Making a living brain transparent and watching its neurons fire without disrupting their function – sounds like science fiction, doesn’t it? However, the solution may already exist within our bodies.
In a study published in Nature Methods On March 12, 2026, a research team led by Kyushu University presents a new reagent called SeeDB-Live. It uses albumin, a common protein in blood serum, to clear tissue while maintaining cell function. The technique allows scientists to see deeper, brighter structures in both brain slices on a dish and in live mice, reaching neural activity previously unseen.
This is the first time that tissue purification has been achieved without altering its biology.”
Takeshi Imai, Senior Study Author and Professor, School of Medical Sciences, Kyushu University
“SeeDB-Live can pave the way for live deep web visualization, both ex vivo and in vivoadded the study’s first author, assistant professor Shigenori Inagaki of the same school.
How to see deeper into the living brain?
Complex functions such as memory and thinking arise from real-time communication between cells deep in the brain. Although the slices retain some activity, understanding the physiological dynamics of the brain requires imaging of the living brain.
Making the opaque brain transparent is one solution, and it starts with optics.
Think glass marbles: visible in air but almost disappear in oil. This is because light refracts and scatters when it passes through materials with different refractive indices, and brain tissue behaves the same way. Lipids and other cellular components create microscopic mismatches, scattering light, obscuring deeper structures. Reduce them and the light travels evenly.

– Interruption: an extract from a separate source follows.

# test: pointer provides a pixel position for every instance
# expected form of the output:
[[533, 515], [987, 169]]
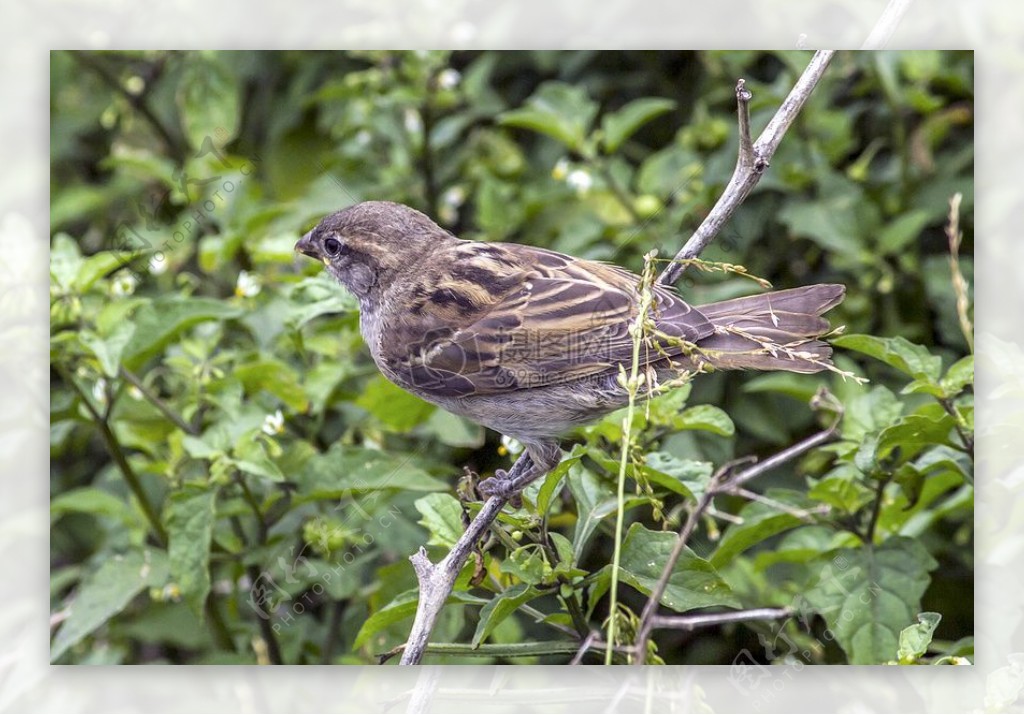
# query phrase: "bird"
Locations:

Through systematic experiments, Imai’s group found that living cells become more transparent when the refractive index of the extracellular solution is adjusted to 1.36-1.37.
With a precise goal in hand, the team needed a non-toxic way to reach it while maintaining osmotic balance so that the cells neither swell nor shrink. Previously they tried natural substances such as sugarbut these required high concentrations which increased the osmotic pressure and dehydrate the cells.
As osmotic pressure depends on the number of molecules, the team turned to large spherical polymers. Their larger size means less is required to increase the refractive index, which adjusts optical performance without overwhelming the cells. However, despite testing nearly 100 compounds, the answer refused to come.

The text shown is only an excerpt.